Turchia, tra repressione degli organi di stampa e torture
Prosegue la repressione degli organi di stampa turchi a opera dell’esecutivo di Erdogan, avallata dagli strumenti messi a disposizione dallo stato di emergenza proclamato dal governo in seguito al tentato colpo di Stato del luglio 2016. Sono quindici le testate, in maggioranza curde, chiuse con un decreto legge emanato a fine ottobre. Tra queste, vi è la DIHA, una delle principali agenzie di stampa curda e JINHA, testata incentrata sulle questioni femminili. Chiuse anche tre riviste collegate al quotidiano Evrensel, di sinistra e pro-curdo. L’accusa rivolta loro è quella è quella di propaganda del gruppo armato curdo PKK. Secondo Elif Görgü, a capo di Evrensel, «Erdogan sta approfittando del tentato golpe per imporre un regime di partito unico e per fare ciò deve eliminare l’opposizione e mettere a tacere tutte le voci in difesa della democrazia, della pace e dell’uguaglianza in Turchia».
L’ultima vittima della repressione degli organi di stampa turchi è stato il quotidiano progressista Cumhuriyet, uno dei pochi quotidiani di tiratura nazionale ancora critico nei confronti del governo, accusato di appoggiare la rete di Gulen e il PKK curdo. Proprio Cumhuriyet era stato il vincitore dell’ultima edizione del Nobel Alternativo concesso dalla fondazione The Right Livelihood Award, per il suo «coraggioso giornalismo d’inchiesta e il suo impegno nella difesa della libertà d’espressione di fronte all’oppressione, la censura, il carcere e le minacce di morte». Cumhuriyet ha fatto sapere che lunedì 31 ottobre, 13 giornalisti sono stati arrestati e Numan Kyrtulms, portavoce del Governo, ha dichiarato che gli arresti sono stati il risultato di indagini iniziate nel mese di agosto.

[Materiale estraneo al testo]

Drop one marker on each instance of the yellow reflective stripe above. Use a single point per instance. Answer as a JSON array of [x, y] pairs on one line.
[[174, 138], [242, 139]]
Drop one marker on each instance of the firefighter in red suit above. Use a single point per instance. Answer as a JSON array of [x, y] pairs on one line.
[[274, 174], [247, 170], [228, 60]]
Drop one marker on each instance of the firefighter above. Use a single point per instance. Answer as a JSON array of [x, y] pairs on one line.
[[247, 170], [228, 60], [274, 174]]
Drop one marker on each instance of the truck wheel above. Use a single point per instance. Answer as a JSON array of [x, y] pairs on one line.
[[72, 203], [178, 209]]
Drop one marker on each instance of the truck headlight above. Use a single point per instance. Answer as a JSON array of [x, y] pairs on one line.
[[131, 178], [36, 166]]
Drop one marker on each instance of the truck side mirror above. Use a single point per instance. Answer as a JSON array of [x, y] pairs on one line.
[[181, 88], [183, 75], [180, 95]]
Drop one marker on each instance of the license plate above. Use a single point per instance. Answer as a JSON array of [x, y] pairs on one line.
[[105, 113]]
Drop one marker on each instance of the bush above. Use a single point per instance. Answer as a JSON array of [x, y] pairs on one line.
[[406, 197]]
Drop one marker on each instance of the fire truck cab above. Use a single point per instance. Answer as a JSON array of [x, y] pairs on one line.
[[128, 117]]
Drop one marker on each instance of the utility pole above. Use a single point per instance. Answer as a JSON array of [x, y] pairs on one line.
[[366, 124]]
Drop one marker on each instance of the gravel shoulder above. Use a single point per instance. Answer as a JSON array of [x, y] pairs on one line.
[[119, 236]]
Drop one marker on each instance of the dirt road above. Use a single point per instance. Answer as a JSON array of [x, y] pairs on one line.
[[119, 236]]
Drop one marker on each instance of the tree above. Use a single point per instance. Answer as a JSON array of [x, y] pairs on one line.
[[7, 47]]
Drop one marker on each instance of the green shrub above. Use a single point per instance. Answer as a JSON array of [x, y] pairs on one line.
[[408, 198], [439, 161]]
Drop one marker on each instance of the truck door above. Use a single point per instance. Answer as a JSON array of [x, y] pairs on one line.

Nel frattempo, il 25 ottobre, Human Rights Watch (HRW) ha rilasciato un report in cui denuncia episodi di tortura e maltrattamenti di individui da parte della polizia turca durante la loro custodia. L’indizione dello stato di emergenza avrebbe infatti permesso, secondo HRW, l’adozione di due decreti che hanno cancellato cruciali forme di tutela dei diritti umani e che hanno negativamente colpito le condizioni di detenzione e i diritti dei detenuti. Il rapporto riferisce nel dettaglio di 13 casi di presunti abusi in seguito al tentato colpo di stato, che includono posizioni “di stress”, privazione del sonno, pestaggio, abuso sessuale e minacce di stupro. Hugg Williamson, direttore di HRW per l’Europa e l’Asia centrale ha affermato che «attraverso la rimozione delle clausole di salvaguardia contro la tortura, il governo turco ha effettivamente dato carta bianca alle forze dell’ordine per torturare e maltrattare i detenuti a loro piacimento». La previsione di decreti di emergenza assolverebbe i funzionari governativi da ogni responsabilità per ogni azioni intrapresa e sempre da Williamson è giunto l’appello al governo turco affinché revochi i decreti e inizi le indagini sulle accuse di tortura e maltrattamenti segnalati dai detenuti.